๑۩۞۩๑ İslami İlimler Dunyası ๑۩۞۩๑ => Nurdan Damlalar => Konuyu başlatan: Sefil üzerinde 06 Ağustos 2010, 21:33:07



Konu Başlığı: Daire-i esbab daire-i akaide karıştırılsa
Gönderen: Sefil üzerinde 06 Ağustos 2010, 21:33:07
Daire-i esbab daire-i akaide karıştırılsa; ya tevekkül namıyla bir betalet veya müraat-ı esbab namıyla bir itizali intac eder.” (Muhakemat) cümlesini açıklarmısınız?


Bir işin meydana gelmesi için gerekli sebeplere müracaat etmeden, “ALLAH her şeye kadir değil mi?” diyenler, “esbap dairesini” “itikat dairesi” ile karıştırırlar. Bunları bekleyen akıbet, tembelce oturmak ve gayelerinden mahrum kalmaktır.

ALLAH, elbette her şeye kâdirdir ve sonsuz kudret sahibidir. Buna her mü’min gönülden inanmıştır. Şu var ki, ALLAH Kâdir olduğu gibi, Alîm ve Hakîmdir de. Yani, kudretini hangi sahada ve nasıl tecelli ettireceğini en iyi O bilir ve bütün icraatları hikmetlidir.

ALLAH, insanı mevcut cirminden bin kat daha büyük yaratabilirdi. Ama, öyle yapmamış. Çünkü, O’nun sonsuz hikmeti insanın böyle olmasını gerektirmiş ve kudreti de o ilim ve hikmete göre insanı bu şekilde. yaratmış.
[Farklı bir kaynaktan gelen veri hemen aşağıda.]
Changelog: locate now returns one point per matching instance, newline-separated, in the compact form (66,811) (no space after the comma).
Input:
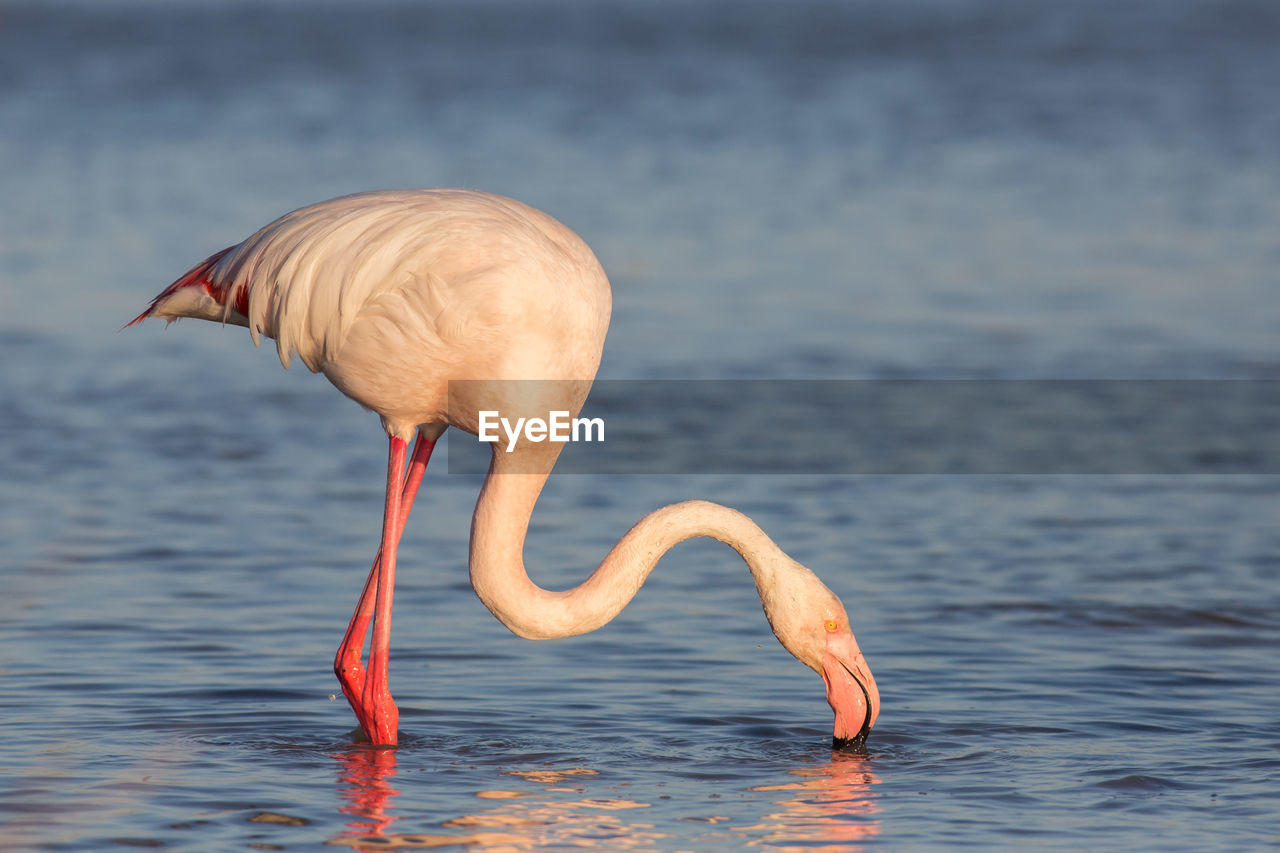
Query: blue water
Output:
(949,188)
Sebepler, ALLAH’ın kanunudur. Onlara uymamak, ilâhî iradeye karşı çıkmaktır. İradeye karşı çıkanların, kudretten medet beklemeleri ise boşuna bir bekleyiştir ve yanlış yoldan doğru hedefe ulaşmayı ummak demektir.

Bilindiği gibi, işlerin en kolayı yürümektir. Bunun için bile sebeplere riayet etmek, yerinden doğrulup ayağa kalkmak gerekiyor. Yoksa, “ALLAH dilerse, insanı otururken de yürütür,” diyen adam, olduğu yerde kalmaya mahkûm olur.

Peygamberler bile, diğer insanlar gibi, sebeplere müracaat etmişler ve ALLAH’ın bu vadideki iradesine tam riayet etmişlerdir. “ALLAH her şeye kadirdir,” deyip de ekmeden biçmeye kalkışmamışlar, tebliğ etmeden hidayet gözlememişler, cihada gitmeden zafer beklememişlerdir.

Şu var ki, sebeplere İlâhî hikmetin ve bu alemde cari olan fıtrat kanunlarının bir gereği olarak riayet ederken onlara hakiki tesir vermemek gerekir. Sebeplere olduğundan fazla bağlanmak, bir nevi “itizal” dir. Yani, işleri sebepler yapıyormuşçasına onlara fazla ihtimam göstermek “kul fiilinin halikıdır” diyen mutezile mezhebine yakışan bir düşünce tarzıdır. Böyle bir anlayışa sapmak, Üstadın ifadesiyle, “ müraat-ı esbab namıyla bir itizali intac eder.”